1. To cross-sectionally and longitudinally define the disrupted resting-state
networks (in-cluding the communication between the primary motor cortices and
between the frontal-parietal networks), using EEG source and connectivity
analysis; and to identify the motor and cognitive nature of the impairments by
correlates to neuropsychological batteries, motor performance measures and
structural MRI.

2. To identify biomarkers of disruption in non-motor networks associated with
functional neuropsychological tasks using evoked response potentials (ERPs).
This analysis in-cludes behavioural performance measures such as Mismatch
Negativity (MMN), SART, Stroop and oddball tasks, as well as the accompanying
source-localised EEG activity and connectivity that interrogate cognitive
networks (involving frontal dysfunction), against experiment control conditions
(practice and motor effects) and age/gender-matched controls.

3. To identify biomarkers of disruption in motor networks using source-resolved
cortico-muscular communication. The source-space signatures of cortico-muscular
communication *image* and quantify the disruption of broader cortical
projections to the spinal cord during active motor tasks.

In doing so, our aim is to advance understanding of ALS pathology and identify
novel, inexpensively measured biomarkers that can distinguish these
neurodegenerations and their sub-phenotypes from healthy individuals. Such
biomarkers have applications in disease prognostics and measurement of
therapeutic activity of neurotherapeutic candidates. Successful discrimination
of the electrophysiological signatures can be used to diagnose ALS which may be
also useful in terms of better patient care and the development of novel
neuro-motor rehabilitation.

Observational study, cross-sectional and longitudinal design.

Serious risks with low probability: Similar to any recording, there is a remote
risk of electric shock, device malfunction, etc.

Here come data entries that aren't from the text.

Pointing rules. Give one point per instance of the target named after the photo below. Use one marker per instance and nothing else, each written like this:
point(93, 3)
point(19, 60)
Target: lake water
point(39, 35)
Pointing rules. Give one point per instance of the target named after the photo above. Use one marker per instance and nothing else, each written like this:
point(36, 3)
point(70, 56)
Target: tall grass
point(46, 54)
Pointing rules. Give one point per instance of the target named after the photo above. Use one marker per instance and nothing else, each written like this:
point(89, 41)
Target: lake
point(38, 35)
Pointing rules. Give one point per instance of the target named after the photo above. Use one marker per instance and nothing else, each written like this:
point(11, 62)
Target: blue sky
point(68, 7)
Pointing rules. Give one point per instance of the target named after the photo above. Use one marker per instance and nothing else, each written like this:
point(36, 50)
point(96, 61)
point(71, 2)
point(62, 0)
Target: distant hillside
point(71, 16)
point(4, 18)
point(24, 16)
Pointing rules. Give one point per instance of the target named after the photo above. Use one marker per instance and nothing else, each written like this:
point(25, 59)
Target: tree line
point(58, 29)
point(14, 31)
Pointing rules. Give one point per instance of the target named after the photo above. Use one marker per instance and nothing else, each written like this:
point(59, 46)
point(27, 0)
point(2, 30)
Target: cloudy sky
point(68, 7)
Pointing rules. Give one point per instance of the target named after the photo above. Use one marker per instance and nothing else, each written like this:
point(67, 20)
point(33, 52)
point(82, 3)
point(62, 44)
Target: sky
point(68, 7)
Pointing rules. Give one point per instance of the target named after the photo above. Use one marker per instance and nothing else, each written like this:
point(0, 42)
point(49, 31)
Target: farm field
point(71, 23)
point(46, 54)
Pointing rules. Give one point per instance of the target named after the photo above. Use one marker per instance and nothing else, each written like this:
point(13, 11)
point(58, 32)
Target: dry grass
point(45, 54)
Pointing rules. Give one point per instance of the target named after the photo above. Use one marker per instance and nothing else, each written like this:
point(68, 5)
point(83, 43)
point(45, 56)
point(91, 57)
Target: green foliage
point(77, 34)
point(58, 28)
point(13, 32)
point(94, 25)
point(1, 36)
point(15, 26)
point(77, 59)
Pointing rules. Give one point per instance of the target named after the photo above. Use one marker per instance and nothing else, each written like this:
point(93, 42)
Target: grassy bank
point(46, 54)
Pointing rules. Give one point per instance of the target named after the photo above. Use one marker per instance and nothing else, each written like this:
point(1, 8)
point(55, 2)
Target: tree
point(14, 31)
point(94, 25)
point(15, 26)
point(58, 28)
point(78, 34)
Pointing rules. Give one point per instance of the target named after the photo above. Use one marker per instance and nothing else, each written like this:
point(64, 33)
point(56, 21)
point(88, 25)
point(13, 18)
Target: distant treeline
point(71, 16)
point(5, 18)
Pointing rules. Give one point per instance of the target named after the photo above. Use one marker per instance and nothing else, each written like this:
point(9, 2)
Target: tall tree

The device is a CE (Conformité
European) certified regarding the electromagnetic compatibility and electrical
safety for research purposes. The recording system is powered from a battery
and connected to a computer using optical technology (hence, electrically
isolated from the power grid); Consequently, the risks associated to such
incidences are very low, similar to many day-to-day situations.
Transient benign risks with low probability: The risks of the procedures
executed during the experiment set-up and recording are low. The subjects may
show allergic reactions to the recording gels (though this is an exclusion
criteria) that can be managed by medications. This is expected to be extremely
rare, if not beyond the bounds of possibility.
Probable discomforts: The experiments may be boring or tiring for some patients
as it requires remaining in sitting position for more than an hour. People may
need to wash their hair after the experiment. The removal of medicine tapes on
hand and forearm may be painful or uncomfortable for some patients. The
experimenter will use maximum care to minimise such discomforts by allowing
limited mobility to the patient between the recording sessions.
Other Risks: Other risks of participating in the experiment are considered to
be minimal and not greater than the normal life of the participant.